A new art exhibit in DUMBO unites nature photography and design — and it does so inside a flower shop-turned-art gallery.
Artist Gerald Janssen combines disparate sensibilities by taking close-ups of flowers and trees and arranging them in grids that resembles the city’s cross streets.
“I am fascinated by the absurdity, complexity, and contingency of modern life,” said Janssen in his artist’s statement.
But his fascination with city-dwelling hasn’t quelled his love for nature, and has in fact only made him more sensitive to plant life.
That explains the flower shop.
Expressing his love for trees in particular, Janssen admitted that most of his photographs were from Central Park, saying he rarely ventured into Brooklyn, but that his recent trips to DUMBO had made an impression on him.

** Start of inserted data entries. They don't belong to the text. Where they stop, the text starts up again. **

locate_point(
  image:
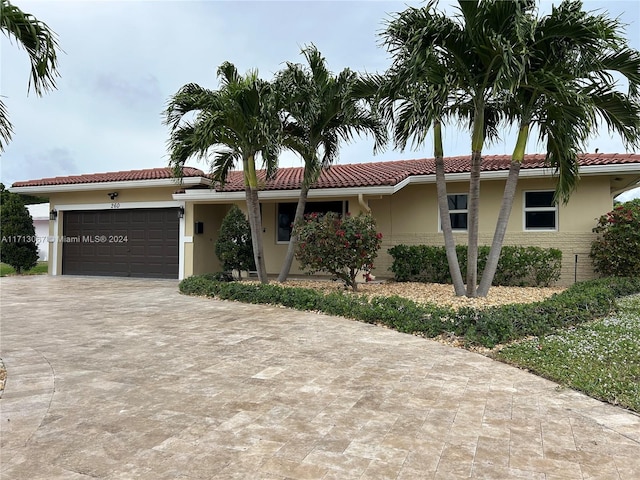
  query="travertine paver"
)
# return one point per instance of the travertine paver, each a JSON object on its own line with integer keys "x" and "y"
{"x": 127, "y": 379}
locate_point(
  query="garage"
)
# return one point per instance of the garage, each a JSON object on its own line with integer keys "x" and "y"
{"x": 121, "y": 242}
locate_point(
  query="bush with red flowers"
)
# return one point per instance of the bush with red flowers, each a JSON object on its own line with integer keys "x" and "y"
{"x": 340, "y": 245}
{"x": 617, "y": 250}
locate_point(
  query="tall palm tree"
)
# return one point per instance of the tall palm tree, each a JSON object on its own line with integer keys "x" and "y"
{"x": 239, "y": 122}
{"x": 322, "y": 110}
{"x": 568, "y": 90}
{"x": 465, "y": 64}
{"x": 41, "y": 45}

“The whole aspect of forms and shapes are essentially flying overhead,” said Janssen of the Manhattan and Brooklyn bridges. “That really is the salient charm of DUMBO, almost like a gravitational pull.”
And much like his adoration of the architecture in Brooklyn, his work on exhibit at the DUMBO micro gallery Art by the Arch shows a keen awareness of beauty in restricted forms, using tightly cropped, cinematic shots of plant life. He places each image beside one another in a grid of twenty five “blocks,” yet the individual detail shots of petals and snow-covered branches seem even more vibrant and expressive in their confined spaces.
Gerald Janssen’s “Grid Series 2012,” at Art by the Arch [28 Adams St. between Water and Front streets, (212) 475–4989]. Starting Oct. 4 through Nov. 2.